To both improve the opportunities of leveraging private resources and to modernize their own planning process, state and local governments should be developing life-cycle asset inventories. An asset inventory is a comprehensive list of all infrastructure assets that are owned by a federal, state, municipal, or county government. Government entities own a lot of things, from transportation assets like roads, bridges, buses, sidewalks, ports, and airports, to the intertwined water infrastructure systems, and the unconventional assets like schools, civic buildings, and vacant land. Asset inventories assemble this diverse portfolio in a centralized location and present data on their current condition, the cost of maintaining them through their remaining useful life, the cost of replacement, and the potential impact of a failure.

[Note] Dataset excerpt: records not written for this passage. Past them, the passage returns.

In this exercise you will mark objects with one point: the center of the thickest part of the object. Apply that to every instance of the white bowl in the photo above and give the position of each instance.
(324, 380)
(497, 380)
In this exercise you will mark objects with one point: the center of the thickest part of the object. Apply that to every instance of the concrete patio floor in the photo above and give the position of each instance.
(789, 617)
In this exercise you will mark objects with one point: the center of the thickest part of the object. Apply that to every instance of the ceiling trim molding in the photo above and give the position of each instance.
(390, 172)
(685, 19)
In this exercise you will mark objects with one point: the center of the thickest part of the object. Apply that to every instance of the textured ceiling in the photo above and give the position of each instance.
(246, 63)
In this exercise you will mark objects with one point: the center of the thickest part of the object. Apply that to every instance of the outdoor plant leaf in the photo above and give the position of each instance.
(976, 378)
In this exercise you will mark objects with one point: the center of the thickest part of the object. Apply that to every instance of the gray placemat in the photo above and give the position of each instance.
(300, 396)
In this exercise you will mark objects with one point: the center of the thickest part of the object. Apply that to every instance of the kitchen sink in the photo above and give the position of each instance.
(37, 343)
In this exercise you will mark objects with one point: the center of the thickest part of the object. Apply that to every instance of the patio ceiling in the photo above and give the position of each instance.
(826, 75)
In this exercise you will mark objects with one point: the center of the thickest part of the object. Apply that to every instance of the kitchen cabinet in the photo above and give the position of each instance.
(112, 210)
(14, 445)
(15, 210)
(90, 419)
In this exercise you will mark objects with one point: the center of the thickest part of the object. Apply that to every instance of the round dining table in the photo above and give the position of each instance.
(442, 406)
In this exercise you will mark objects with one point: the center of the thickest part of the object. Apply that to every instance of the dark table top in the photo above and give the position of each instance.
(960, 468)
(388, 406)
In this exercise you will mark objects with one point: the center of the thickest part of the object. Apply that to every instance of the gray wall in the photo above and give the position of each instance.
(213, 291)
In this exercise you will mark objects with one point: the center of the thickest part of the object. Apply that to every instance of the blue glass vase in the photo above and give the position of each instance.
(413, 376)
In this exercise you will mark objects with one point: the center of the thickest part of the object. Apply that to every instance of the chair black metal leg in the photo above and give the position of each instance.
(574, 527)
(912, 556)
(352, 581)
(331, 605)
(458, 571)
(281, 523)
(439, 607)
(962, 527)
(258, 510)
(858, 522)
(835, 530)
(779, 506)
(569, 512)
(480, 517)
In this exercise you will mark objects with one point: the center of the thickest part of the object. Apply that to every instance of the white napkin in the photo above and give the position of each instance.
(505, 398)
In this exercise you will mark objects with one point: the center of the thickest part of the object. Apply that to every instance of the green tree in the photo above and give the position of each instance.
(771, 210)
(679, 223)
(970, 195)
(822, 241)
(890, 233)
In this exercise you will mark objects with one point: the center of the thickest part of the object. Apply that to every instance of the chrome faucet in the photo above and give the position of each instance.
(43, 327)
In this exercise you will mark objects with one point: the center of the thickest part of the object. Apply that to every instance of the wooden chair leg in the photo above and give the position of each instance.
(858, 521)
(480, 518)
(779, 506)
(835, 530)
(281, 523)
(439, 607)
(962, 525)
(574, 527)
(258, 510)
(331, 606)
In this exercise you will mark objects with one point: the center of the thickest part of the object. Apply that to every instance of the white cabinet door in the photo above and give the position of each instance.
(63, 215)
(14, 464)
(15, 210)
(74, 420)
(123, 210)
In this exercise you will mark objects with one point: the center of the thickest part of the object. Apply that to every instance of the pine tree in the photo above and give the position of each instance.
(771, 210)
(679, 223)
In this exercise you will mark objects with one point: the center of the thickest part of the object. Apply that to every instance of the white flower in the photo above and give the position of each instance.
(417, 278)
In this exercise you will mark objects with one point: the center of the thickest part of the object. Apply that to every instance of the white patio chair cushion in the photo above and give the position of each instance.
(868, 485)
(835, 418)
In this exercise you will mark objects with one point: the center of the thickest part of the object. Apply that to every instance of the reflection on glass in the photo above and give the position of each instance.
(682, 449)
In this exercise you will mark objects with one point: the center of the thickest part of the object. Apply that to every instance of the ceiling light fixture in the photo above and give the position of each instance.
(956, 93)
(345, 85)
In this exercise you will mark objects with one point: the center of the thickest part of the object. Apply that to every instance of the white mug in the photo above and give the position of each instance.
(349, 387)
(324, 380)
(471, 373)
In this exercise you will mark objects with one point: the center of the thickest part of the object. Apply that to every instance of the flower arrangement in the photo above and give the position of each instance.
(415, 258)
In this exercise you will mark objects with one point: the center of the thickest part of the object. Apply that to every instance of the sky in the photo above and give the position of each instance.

As the Bipartisan Policy Center’s Executive Council on Infrastructure recommended in the report Bridging the Gap Together: A New Model to Modernize U.S. Infrastructure, developing a comprehensive, life-cycle asset inventory will enable public agencies to strategically manage their infrastructure needs. With the additional information provided by the inventory, public officials can effectively schedule and prioritize maintenance, identify deteriorating assets most at risk of failure, and find new ways to generate revenue from existing assets. This inventory also creates an independent and transparent analysis of the existing infrastructure priorities in each jurisdiction.
Notably, preparing an inventory of this depth and magnitude is not without cost. Michigan’s 2018 Executive Budget, for example, proposed providing $2 million to develop a pilot for a statewide asset management database. Despite the upfront costs, similar inventories have proven to be useful tools that have enhanced the planning and decision-making process for public officials.
The city of Detroit deployed an inventory-based solution for the Motor City Mapping program’s effort to revitalize housing conditions, which fully digitized Detroit’s property information, including photographs to categorize the condition of all 376,000 properties. With an updated and categorized inventory in hand, the city implemented new policies and partnerships, such as the Detroit Land Bank Authority to begin repurposing unused lots, demolishing blighted structures, and building new homes. Similarly, a recent audit of city-owned property by the New York City Comptroller found more than 1,100 vacant lots that could be put to use as affordable housing or incorporated into other strategic planning goals.
Since 1997, the Federal Highway Administration has publicly maintained the National Bridge Inventory, a state-by-state database of structurally deficient bridges. The existence of this inventory was the catalyst for Pennsylvania’s Rapid Bridge Replacement project, which bundled 558 small and rural bridges into a single project using an innovative public-private partnership. Private investment can struggle to connect with projects in rural communities, but by using an asset inventory, dozens or hundreds of small but similar projects can be bundled together, to leverage an economy of scale that creates a more attractive investment.
Admittedly, developing comprehensive, life-cycle asset inventories is not a flashy proposal. Yet, it will be exceedingly difficult to deliver modern infrastructure, across the full spectrum of assets, if agencies do not know what they currently own, the condition that it is in, and the costs associated with maintaining it.
Regardless of any effort that comes through Congress and the administration, states and local governments should be preparing asset inventories. By taking this first step, public entities will have a clearer picture of their current portfolio and needs, and the inventories can serve as a guide for private investors looking for investments.